L'ultima modifica è del 11 dicembre 2010 alle ore 08:08.

Questa non è una ripresa. L'emergenza lavoro in Usa continua ed è necessario intervenire. Le imprese private hanno creato 50mila posti di lavoro in novembre, il numero più basso da gennaio. Oltre 15 milioni di americani risultano disoccupati, senza contare quelli che stanno lavorando part-time - ma preferirebbero lavorare a tempo pieno - o la cifra record di 1,3 milioni di persone talmente scoraggiate che il lavoro non lo cercano neanche più. Soltanto il 5% dei laureati al momento è disoccupato, mentre nel resto della popolazione attiva, oltre il 20% è senza lavoro.

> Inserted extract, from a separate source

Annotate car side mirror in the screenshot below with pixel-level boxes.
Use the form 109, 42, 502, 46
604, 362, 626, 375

Bisogna essere chiari: il vero problema è la scarsa domanda di lavoratori. Esistono soltanto quattro fonti di domanda. Quella principale è costituita dai consumatori americani, cui è riconducibile circa il 70% dell'attività economica. Ma la vasta classe media e operaia statunitense non può né vuole consumare abbastanza per ridare lavoro a tutti. Su questi consumatori grava tuttora una quantità di debiti enorme, e quand'anche riuscissero a estinguerli, i tempi degli acquisti sfrenati sono solo un ricordo.
La seconda fonte di domanda interna è il mondo delle imprese. Ma gli imprenditori non assumono altri lavoratori senza un numero maggiore di clienti. Gli economisti dell'offerta sostengono che una riduzione delle imposte societarie indurrebbe le aziende a riavviare le assunzioni, ma le società dispongono di quasi 3mila miliardi di dollari in liquidità. Per dare lavoro a più americani non hanno bisogno di sgravi fiscali, ma di più clienti americani.

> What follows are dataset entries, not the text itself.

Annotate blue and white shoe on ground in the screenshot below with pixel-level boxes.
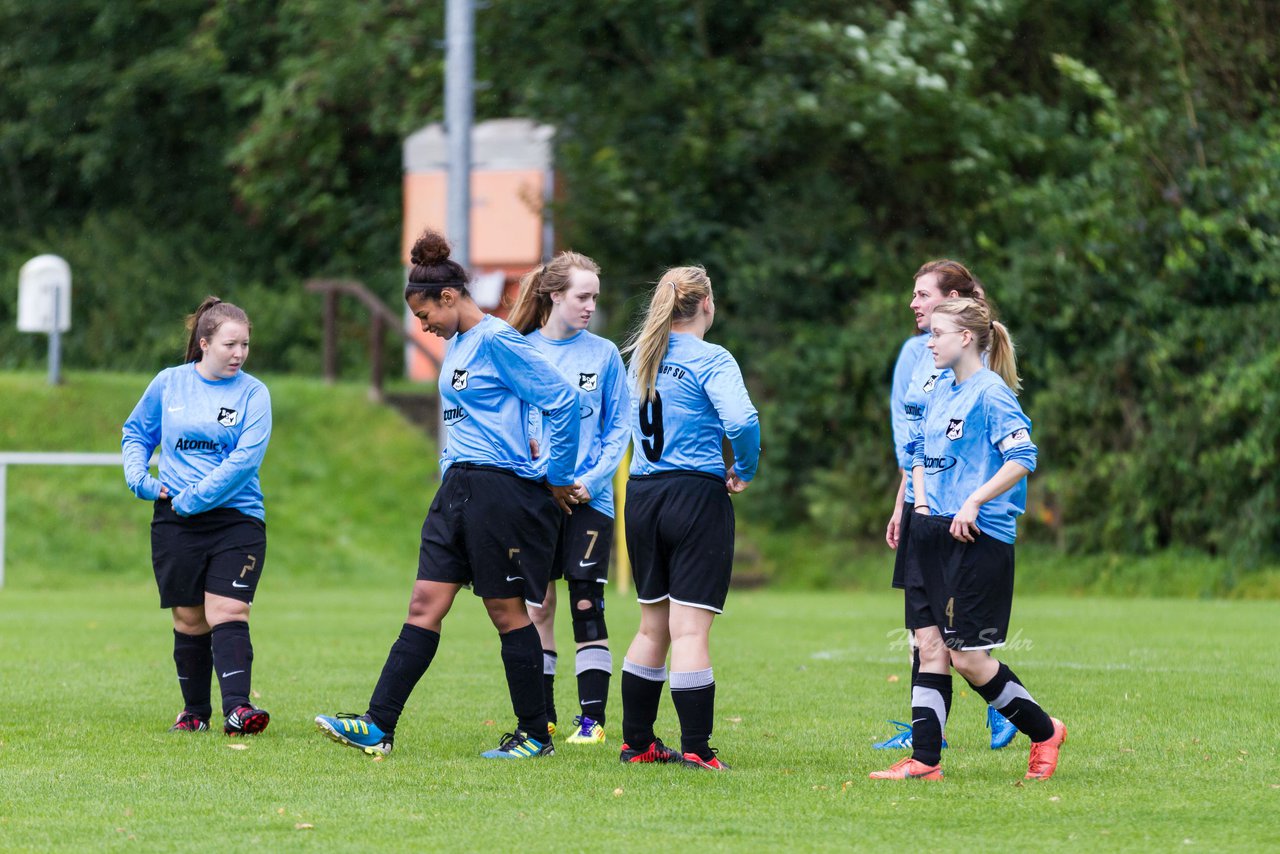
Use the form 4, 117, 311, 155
481, 730, 554, 759
872, 721, 948, 750
988, 705, 1018, 750
315, 713, 393, 757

La terza fonte di domanda interna è costituita dalle esportazioni nette. Che però sono ferme. Sebbene Cina, India e Brasile stiano acquistando beni e servizi da società americane, dando impulso ai profitti statunitensi, quelle stesse società americane producono gran parte di ciò che vendono direttamente in quei paesi. Al momento, General Motors vende più automobili in Cina che negli Usa, e le produce lì.


Resta così la quarta fonte di domanda interna: il governo. Ma è ampiamente insufficiente a colmare il divario. Di più, i governi statali e locali sono al verde e continuano a tagliare le spese e ad aumentare le imposte, al ritmo di oltre 110 miliardi di dollari quest'anno. Il tanto deprecato stimolo del governo federale è praticamente esaurito (quasi tutti gli economisti sono concordi nel ritenere che abbia salvato più di tre milioni di posti di lavoro).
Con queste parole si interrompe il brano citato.